La citazione indica che un’applicazione acritica della legge, che non tenga conto di dover applicare le norme nel singolo caso e delle finalità a cui queste dovrebbero tendere, ne uccide lo spirito e può facilmente portare a commettere ingiustizie o persino costituire strumento per perpetrare l’ingiustizia. Sono vari i casi celebri di errori giudiziari accertati e riconosciuti, passati in giudicato o prosciolti, con imputati divenuti famosi perché accusati di gravi reati, ma in realtà innocenti, come il caso di Enzo Tortora, Pietro Valpreda, Rino Formica, Calogero Mannino e molti altri.
Il sistema attuale di responsabilità per l’illecito commesso da chi è investito di funzioni giudiziarie è fondato sul principio generale che l’azione risarcitoria è esperibile dal cittadino danneggiato nei soli confronti dello Stato e non direttamente nei confronti del magistrato che ne ha dato occasione. La scelta del legislatore trova giustificazione nella necessità di evitare che l’esercizio dell’azione risarcitoria da parte del privato possa essere strumentale all’artificiosa creazione dei presupposti per l’eliminazione di un giudice sgradito attraverso la via della ricusazione e, quindi, a garanzia dell’indipendenza e dell’autonomia dell’ordine giudiziario.
La Consulta con sentenza del 5 novembre 1996 n. 385, ha statuito che non sono ravvisabili principi costituzionali che possano escludere la responsabilità dei magistrati per danno all’erario: gli stessi art.101, 102, 104 e 108 cost., nel garantire l’autonomia e l’indipendenza della magistratura, “ non assicurano al giudice uno status di assoluta irresponsabilità, pur quando si tratti di esercizio delle sue funzioni riconducibili alla più rigorosa e stretta nozione di giurisdizione”.
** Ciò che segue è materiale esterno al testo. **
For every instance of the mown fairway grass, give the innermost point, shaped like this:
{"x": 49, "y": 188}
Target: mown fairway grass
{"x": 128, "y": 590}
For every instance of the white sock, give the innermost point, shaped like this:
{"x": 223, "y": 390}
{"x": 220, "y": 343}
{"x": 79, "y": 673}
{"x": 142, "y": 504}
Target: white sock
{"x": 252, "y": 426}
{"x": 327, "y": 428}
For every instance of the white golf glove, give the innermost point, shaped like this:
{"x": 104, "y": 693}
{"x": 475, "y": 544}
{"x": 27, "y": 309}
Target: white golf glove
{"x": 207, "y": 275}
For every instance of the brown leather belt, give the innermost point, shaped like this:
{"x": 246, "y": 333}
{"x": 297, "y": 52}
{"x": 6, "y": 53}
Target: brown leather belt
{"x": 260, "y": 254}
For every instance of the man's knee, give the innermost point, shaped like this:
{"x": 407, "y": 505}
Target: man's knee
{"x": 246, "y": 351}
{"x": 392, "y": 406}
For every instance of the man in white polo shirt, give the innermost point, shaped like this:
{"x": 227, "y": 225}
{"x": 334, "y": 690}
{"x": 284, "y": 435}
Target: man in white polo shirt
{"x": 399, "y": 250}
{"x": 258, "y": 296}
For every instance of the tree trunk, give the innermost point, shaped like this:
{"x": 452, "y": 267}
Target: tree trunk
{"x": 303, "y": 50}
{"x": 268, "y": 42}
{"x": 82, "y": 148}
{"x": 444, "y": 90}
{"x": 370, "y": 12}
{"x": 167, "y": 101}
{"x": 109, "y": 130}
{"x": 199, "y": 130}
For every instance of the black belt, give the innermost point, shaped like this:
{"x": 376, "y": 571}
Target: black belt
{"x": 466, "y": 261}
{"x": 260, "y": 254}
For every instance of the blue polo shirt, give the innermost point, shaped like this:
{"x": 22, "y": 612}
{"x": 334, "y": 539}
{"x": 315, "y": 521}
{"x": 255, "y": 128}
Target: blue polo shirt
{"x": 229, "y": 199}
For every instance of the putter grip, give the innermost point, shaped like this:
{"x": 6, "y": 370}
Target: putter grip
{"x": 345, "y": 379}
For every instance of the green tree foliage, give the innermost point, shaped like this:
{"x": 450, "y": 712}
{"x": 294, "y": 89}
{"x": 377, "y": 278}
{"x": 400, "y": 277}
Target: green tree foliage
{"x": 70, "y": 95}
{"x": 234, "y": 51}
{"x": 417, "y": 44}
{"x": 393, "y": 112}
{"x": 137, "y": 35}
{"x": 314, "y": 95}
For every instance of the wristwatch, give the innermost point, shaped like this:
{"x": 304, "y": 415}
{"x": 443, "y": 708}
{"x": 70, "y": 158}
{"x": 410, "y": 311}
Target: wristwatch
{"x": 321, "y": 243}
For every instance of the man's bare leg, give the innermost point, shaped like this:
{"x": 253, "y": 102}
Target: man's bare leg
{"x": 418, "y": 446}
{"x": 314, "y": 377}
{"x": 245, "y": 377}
La responsabilità civile dei magistrati nell’ambito dell’esercizio delle funzioni giudiziarie è stata introdotta nel nostro ordinamento dalla legge n. 117 del 13 aprile 1988 (legge Vassalli), approvata a seguito del referendum abrogativo della previgente normativa considerata fortemente limitativa sul piano della responsabilità civile dei giudici.
La legge Vassalli ha cercato di contemperare il principio della responsabilità civile dei giudici con l’esigenza di salvaguardarne l’indipendenza e l’autonomia e ha introdotto la c.d. clausola di salvaguardia.
In più occasioni nel corso degli anni la Corte di Giustizia di Lussemburgo condannava l’Italia per una serie di profili di illegittimità che la legge Vassalli presentava nei confronti della normativa europea. Già questi passaggi avrebbero dovuto far comprendere al legislatore italiano che da tempo erano stati delineati un insieme di elementi e presupposti per considerare incompatibile la disciplina dettata dalla legge Vassalli con il diritto europeo.
Con le pronunce della Corte di Giustizia l’Italia veniva sanzionata poiché la disciplina contenuta nella legge Vassalli escludeva la responsabilità dello Stato anche in caso di violazione manifesta del diritto comunitario commesso dai giudici di ultima istanza.
In seguito alle sentenze della Corte di Giustizia europea è stata modificata in più punti la legge del 13 aprile 1988, n. 117 “ Risarcimento dei danni cagionati nell’esercizio nelle funzioni giudiziarie e responsabilità civili dei magistrati”. La legge n. 18 del 28 febbraio del 2015 rubricata “ Disciplina della responsabilità civile dei Magistrati” , in effetti ha ad oggetto principalmente la responsabilità civile dello Stato per il fatto del magistrato
Con la riforma della legge Vassalli è stata soppressa la frase di chiusura “ che derivino da privazione della libertà personale”, precedentemente prevista dal comma 1 dell’articolo 2, mentre sono state ampliate le ipotesi di risarcimento dei danni, patrimoniali e non.
E’ stato inoltre sottolineato che per il requisito dell’ingiustizia, il danno, per poter essere risarcito, deve rappresentare in ogni caso l’effetto di un comportamento, atto o provvedimento giudiziario compiuto da un magistrato con “dolo” o “colpa grave” nell’esercizio delle sue funzioni oppure conseguente a “diniego di giustizia”.